Experts say that about 20 percent of people without a home are considered chronically homeless and living on the streets or in shelters. The vast majority lack a permanent address but are patching together living arrangements however they can.
“Once you’re out of housing, even if you’re living in your own car, you’ve already fallen off the cliff,” said Greif of Johns Hopkins. “You don’t have a permanent address or a bed or a place to shower anymore, and that makes everything else harder. All of the basics in life start to disappear.”
Most people experiencing homelessness are able to find housing within a year, she said.
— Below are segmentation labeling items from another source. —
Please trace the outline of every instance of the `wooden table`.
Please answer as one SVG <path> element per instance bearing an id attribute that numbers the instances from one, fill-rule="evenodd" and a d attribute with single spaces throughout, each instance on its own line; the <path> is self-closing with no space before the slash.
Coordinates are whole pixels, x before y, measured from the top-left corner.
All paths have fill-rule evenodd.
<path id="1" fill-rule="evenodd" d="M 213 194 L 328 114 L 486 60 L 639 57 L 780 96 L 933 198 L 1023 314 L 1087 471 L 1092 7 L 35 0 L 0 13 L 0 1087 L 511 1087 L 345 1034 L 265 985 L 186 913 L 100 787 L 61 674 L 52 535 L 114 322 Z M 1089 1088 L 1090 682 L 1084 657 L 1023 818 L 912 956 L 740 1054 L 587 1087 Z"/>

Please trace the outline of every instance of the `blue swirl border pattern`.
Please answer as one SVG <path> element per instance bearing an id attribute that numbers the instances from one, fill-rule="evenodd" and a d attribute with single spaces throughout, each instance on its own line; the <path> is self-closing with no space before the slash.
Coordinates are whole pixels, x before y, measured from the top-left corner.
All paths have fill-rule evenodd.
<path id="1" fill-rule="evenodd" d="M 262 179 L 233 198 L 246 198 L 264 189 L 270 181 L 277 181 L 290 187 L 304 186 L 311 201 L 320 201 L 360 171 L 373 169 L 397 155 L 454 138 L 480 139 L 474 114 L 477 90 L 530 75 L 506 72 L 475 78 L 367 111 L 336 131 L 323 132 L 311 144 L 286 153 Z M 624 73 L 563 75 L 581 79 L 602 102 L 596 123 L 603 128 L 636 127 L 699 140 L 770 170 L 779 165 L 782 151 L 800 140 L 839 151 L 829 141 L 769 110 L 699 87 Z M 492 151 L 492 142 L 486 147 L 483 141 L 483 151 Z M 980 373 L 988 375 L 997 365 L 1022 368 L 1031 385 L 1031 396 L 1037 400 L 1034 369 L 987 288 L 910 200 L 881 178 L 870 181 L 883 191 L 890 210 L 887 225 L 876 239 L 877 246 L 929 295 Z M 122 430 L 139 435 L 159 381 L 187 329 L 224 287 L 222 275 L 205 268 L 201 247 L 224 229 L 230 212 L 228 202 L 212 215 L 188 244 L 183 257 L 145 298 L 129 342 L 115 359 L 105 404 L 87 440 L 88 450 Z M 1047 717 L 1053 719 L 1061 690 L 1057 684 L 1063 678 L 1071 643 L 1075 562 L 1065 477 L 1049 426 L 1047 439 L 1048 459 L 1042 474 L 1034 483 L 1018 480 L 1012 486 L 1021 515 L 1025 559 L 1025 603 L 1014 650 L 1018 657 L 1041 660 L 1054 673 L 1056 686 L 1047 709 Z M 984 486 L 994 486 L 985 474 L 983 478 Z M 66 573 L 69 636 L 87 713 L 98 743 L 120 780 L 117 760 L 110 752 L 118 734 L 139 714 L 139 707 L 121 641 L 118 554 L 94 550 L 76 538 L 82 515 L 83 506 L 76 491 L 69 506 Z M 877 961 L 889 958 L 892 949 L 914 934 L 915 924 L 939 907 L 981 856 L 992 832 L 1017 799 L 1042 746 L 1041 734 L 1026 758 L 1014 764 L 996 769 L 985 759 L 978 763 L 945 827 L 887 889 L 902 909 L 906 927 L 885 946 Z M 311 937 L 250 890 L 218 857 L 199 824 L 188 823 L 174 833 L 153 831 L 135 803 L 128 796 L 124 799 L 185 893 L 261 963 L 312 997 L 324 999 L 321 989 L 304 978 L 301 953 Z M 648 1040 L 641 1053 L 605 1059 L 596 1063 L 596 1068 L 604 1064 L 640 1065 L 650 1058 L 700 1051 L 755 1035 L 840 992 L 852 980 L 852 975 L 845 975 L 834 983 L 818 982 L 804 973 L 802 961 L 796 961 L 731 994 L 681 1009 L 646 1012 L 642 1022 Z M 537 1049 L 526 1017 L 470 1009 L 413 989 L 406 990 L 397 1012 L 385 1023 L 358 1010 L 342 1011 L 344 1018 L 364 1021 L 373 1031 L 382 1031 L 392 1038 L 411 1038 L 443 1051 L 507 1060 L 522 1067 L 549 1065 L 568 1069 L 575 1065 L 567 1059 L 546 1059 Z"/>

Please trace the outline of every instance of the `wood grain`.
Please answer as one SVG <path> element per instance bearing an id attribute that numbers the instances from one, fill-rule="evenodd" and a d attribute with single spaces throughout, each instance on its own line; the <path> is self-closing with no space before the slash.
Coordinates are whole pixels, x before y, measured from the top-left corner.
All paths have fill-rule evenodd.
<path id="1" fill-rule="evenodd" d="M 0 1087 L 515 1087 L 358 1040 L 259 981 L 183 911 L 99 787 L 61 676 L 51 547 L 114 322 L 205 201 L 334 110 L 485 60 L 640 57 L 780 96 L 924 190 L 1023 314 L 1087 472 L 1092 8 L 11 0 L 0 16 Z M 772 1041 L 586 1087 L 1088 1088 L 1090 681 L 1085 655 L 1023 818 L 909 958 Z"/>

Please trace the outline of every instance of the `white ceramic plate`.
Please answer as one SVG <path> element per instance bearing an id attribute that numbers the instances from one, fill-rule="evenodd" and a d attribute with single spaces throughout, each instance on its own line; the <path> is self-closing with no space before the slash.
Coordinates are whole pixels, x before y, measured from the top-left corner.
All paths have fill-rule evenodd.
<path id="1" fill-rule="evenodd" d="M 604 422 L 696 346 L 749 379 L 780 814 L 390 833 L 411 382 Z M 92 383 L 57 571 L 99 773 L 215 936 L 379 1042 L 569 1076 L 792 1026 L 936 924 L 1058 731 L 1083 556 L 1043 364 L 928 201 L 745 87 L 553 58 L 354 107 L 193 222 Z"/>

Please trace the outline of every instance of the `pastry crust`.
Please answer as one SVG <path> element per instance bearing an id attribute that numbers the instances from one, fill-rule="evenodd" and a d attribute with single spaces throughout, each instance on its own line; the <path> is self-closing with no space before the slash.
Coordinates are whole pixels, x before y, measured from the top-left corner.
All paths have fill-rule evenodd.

But even then, being displaced, however briefly, can easily trigger other major setbacks, such as job loss and long-term financial uncertainty.
English, the laid-off project manager evicted in Sacramento, found a new administrative job at a construction company. But she was often late to work and distracted because of her living situation. When she finally told her boss she had been sleeping in her car, he gave her a $6,000 advance to cover a deposit on a new apartment. On Saturday, she and her family moved into a three-bedroom rental that costs $2,500 a month.
Even so, things have been difficult. She has depleted her savings and stocks, and she doesn’t get her next paycheck until Tuesday. In the meantime she’s been bouncing checks to fill up her gas tank. Her checking account is overdrawn by $436.
“I thought everything would be fine once I got housed, but it’s not,” she said. “I’m depressed. ...We are literally starting over from scratch.”
In Springfield, Mo., Jordan Evans and her husband have been living in their 2012 Honda CRV after being evicted on June 7. They sleep in a Home Depot parking lot.
Evans applied to move into a studio where the rent is $800 a month. Rents in the area rose 9 percent since the pandemic began, according to CoStar Group data. But even if they hear back, they can’t afford it. Evans has worked a handful of retail and housekeeping jobs since the pandemic, but fear of getting sick and cutback hours have slashed her income. She and her husband, who has a type 1 diabetes, shop at Walmart for groceries that can withstand the 90-degree heat: bagels, bags of chips, tuna packets. McDonalds or Taco Bell are options “if we can afford it,” Jordan said. They can’t justify paying $158 for window coverings, which means she sometimes wakes up to people peering into the car.
“Some apartments have gone up by $20 [per month], some by $150,” she said. “It’s really hard to find an apartment just in Missouri in general. And in the 20 days we’ve been living in our car, we’ve noticed so many other people living out of their cars, as well.”
Friday was Evans’s 23rd birthday. She traveled to Arkansas to be with her sister — and avoid spending a 24th night in her car.